De eerste stap lijkt mij een aanpassing in de opleiding of
een bijscholing voor artsen.
Cor de Vrieze:
Je zal maar voortdurend of herhaaldelijk last hebben van
hoofdpijn, spierpijn, vermoeidheid, uitputting na inspanning, jeuk, droge mond,
beverigheid wanneer je honger hebt, concentratiestoornissen, besluiteloosheid,
gevoelens van wanhoop enzovoort en zo verder. Dan wil je wel eens naar de
dokter of specialist gaan. Kom je dan weer thuis met de mededeling dat het hier
om vage klachten gaat, dan kan ik me voorstellen dat je je behoorlijk in de kou
voelt staan. Hoezo vage klachten? De klachten zijn voor jou en mij toch
concreet genoeg?
De typering "vage klachten" is dan ook eigenlijk
verhullend taalgebruik. Immers niet de klachten zijn vaag, maar voor de
betreffende dokter of specialist is de oorzaak van de klachten niet duidelijk,
is de oorzaak vaag. Juister zou het dan ook zijn wanneer hij of zij gewoon zou
zeggen dat de oorzaak hem of haar niet duidelijk is en dat het daarom ook
moeilijk is om een effectieve behandeling voor te stellen.
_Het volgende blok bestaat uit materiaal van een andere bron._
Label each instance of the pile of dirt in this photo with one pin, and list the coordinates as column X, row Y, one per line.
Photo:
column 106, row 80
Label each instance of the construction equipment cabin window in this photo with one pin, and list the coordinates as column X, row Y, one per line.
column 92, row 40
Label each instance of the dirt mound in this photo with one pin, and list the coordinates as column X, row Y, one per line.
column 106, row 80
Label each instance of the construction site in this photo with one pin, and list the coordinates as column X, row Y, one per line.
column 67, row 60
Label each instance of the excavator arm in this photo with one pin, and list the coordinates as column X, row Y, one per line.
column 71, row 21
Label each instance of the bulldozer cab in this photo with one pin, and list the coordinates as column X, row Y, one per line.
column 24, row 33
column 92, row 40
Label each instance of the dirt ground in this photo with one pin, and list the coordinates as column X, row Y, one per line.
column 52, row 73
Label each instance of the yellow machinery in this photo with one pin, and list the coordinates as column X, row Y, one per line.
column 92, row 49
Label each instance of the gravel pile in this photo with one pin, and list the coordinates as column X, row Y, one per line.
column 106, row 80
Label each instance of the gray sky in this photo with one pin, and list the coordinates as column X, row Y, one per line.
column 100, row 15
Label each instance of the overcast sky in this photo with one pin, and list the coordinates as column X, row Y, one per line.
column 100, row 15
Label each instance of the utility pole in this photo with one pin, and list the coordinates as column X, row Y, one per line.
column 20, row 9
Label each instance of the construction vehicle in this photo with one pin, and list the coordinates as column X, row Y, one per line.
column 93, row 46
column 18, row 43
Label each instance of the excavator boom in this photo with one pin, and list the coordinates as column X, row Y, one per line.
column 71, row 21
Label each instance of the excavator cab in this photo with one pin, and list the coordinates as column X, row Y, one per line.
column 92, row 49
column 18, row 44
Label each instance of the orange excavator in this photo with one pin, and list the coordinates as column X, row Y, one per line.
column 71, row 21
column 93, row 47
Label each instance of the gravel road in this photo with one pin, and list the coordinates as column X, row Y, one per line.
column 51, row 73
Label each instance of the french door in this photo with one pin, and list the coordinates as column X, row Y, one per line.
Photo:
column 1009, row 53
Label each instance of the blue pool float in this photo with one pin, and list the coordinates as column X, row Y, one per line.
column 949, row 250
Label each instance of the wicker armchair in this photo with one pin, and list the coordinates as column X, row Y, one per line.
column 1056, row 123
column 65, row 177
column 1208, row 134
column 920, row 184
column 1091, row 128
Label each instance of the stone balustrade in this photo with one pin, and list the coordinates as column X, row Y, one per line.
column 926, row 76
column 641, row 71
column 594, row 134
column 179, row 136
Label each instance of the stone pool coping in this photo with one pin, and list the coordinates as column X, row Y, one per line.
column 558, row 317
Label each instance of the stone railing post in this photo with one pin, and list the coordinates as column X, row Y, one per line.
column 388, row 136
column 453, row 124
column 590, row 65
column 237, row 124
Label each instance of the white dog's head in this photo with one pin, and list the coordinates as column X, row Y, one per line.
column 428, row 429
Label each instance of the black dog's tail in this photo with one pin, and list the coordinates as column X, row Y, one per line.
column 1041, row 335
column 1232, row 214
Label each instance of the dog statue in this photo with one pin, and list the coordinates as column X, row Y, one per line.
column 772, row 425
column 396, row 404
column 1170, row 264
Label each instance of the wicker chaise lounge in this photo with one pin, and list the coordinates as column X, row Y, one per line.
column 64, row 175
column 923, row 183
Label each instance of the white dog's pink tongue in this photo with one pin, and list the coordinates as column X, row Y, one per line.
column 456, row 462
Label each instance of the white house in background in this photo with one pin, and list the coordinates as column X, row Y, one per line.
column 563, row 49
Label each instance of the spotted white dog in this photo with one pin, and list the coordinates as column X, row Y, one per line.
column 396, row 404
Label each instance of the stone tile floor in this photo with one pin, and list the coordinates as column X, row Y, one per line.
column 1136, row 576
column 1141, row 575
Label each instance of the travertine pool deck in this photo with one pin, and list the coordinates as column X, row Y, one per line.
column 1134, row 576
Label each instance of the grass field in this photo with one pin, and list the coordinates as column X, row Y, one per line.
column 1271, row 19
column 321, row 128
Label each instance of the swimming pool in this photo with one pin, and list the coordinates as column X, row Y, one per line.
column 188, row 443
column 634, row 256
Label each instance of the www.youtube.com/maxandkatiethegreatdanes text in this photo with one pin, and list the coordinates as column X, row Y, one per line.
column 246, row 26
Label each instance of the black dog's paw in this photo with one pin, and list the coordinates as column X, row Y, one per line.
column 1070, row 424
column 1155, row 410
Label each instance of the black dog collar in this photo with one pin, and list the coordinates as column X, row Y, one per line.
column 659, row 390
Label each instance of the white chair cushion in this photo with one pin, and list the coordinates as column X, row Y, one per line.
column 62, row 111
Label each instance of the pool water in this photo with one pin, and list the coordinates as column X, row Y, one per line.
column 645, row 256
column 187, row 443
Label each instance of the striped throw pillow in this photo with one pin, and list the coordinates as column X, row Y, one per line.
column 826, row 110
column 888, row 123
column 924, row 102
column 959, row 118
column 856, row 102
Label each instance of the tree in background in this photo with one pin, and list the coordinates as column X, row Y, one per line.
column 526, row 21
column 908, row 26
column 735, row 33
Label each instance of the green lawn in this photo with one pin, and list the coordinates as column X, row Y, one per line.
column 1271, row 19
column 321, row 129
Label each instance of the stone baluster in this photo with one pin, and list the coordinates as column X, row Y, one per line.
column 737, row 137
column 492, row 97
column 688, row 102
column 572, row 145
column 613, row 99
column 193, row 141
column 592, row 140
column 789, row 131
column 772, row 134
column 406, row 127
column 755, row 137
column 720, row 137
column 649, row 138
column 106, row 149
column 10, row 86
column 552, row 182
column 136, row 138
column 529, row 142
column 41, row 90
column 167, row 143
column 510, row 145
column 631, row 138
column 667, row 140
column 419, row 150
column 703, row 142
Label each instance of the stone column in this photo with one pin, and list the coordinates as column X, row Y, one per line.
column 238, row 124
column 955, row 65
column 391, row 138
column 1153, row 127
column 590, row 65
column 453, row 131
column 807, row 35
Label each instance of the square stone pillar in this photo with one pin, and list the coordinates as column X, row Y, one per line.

Waar hebben we dat verhullende taalgebruik aan te danken?
Komt dat doordat we in onze maatschappij dachten dat in onze gezondheidszorg
voor elke kwaal wel een kuur bestaat? Willen de artsen en specialisten ons niet
teleurstellen, niet van hun voetstuk stappen, door in begrijpelijke taal aan te
geven dat ook zij niet voor elke kwaal een oplossing hebben?
Het is toch te begrijpen dat mensen die met concrete
klachten bij de dokter komen en dan met de typering "vage klachten"
naar huis gestuurd worden, zich gekwetst, beledigd of niet serieus genomen
voelen?
En het is toch ook te begrijpen, in deze tijd van
patiëntenemancipatie, dat wanneer de dokter gewoon duidelijk de eigen grenzen
van zijn kennis en kunde aangeeft patiënten dat kunnen begrijpen, waarderen en
accepteren?
Norbert de strandkruier:
Ze vinden niets in je bloed, noch bij enig andere medische
test.. Dus de ziekte bestaat niet..
Enige jaren geleden las ik de commentaar van een arts over
hoofdpijn. "Weet je," zo zei die, "dat geen enkele medische test
in staat is om aan te tonen dat je hoofdpijn hebt? Nochtans schrijft een
gemiddelde huisarts daarvoor zo'n dertig keer per week een of andere medicatie
tegen uit.."
Onze arts zet hiermee de heren doktoren wel eens goed in hun
hemd, vind ik. Want hoofdpijn kennen we allemaal, nietwaar?